Say I run a company called Adkins AC, selling air conditioners. Getting my site to the top of the results for “air conditioner” is going to be extremely difficult, requiring either a lot of time and work, or a lot of money to SEO spammers whose efforts will eventually get me deranked anyway. I can buy an Adword, but in the summer that’s going to run through my budget pretty fast. Another vector of attack would be to just get a whole lot of people to search for “air conditioner adkins ac,” which is going to put me much closer to the top in the dropdown suggestions.

Now even if I make all my friends and business contacts do that, it’s not really going to affect Google’s giant sample pool. But if I pay a few thousand bucks to somebody who runs a botnet, I could have a million PCs searching for “air conditioner adkins ac” in a randomized, staggered pattern from February to April. By the time things start heating up in May, I’m the first suggestion result, and I’ve probably spent less money than a consistent Adword would cost.

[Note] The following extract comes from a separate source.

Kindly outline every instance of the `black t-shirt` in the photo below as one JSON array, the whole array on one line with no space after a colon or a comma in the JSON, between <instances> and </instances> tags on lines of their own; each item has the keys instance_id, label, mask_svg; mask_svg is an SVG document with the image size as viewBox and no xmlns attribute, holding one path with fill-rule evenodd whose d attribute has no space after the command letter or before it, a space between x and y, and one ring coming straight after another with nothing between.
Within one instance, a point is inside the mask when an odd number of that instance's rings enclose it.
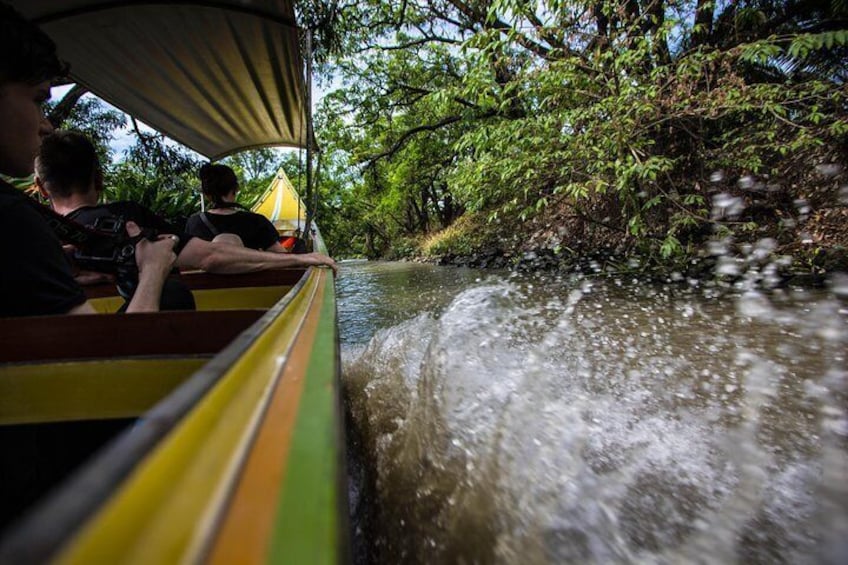
<instances>
[{"instance_id":1,"label":"black t-shirt","mask_svg":"<svg viewBox=\"0 0 848 565\"><path fill-rule=\"evenodd\" d=\"M193 236L212 241L218 234L212 233L209 227L203 223L201 214L203 212L194 214L188 219L186 231ZM237 210L234 214L210 214L207 212L206 218L215 226L218 233L236 234L241 238L244 246L250 249L268 249L279 241L279 235L274 224L261 214L246 210Z\"/></svg>"},{"instance_id":2,"label":"black t-shirt","mask_svg":"<svg viewBox=\"0 0 848 565\"><path fill-rule=\"evenodd\" d=\"M149 208L129 200L98 204L97 206L83 206L68 214L68 218L71 220L89 227L93 227L99 218L116 218L119 216L126 221L135 222L140 228L152 228L159 233L172 233L179 236L180 241L174 248L174 253L177 255L183 250L188 240L193 237L169 224Z\"/></svg>"},{"instance_id":3,"label":"black t-shirt","mask_svg":"<svg viewBox=\"0 0 848 565\"><path fill-rule=\"evenodd\" d=\"M65 314L85 293L59 238L26 199L0 181L0 316Z\"/></svg>"}]
</instances>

Yes, this is all illegal, but much less detectably so than SEO or email spam. The botnet owners could probably make good money this way too, since you could take on hundreds of customers at a time, and the market for DDOSes-on-demand can’t really be growing that much. Now I’ve fixed the economy! Well, someone’s economy.

I know the Googlebomb wars are kind of a thing of the past, since Google’s gotten much better at deranking targeted efforts to mess with Pagerank, but suggestions are a whole different frontier–and like most frontiers, I’m guessing it’s not well policed.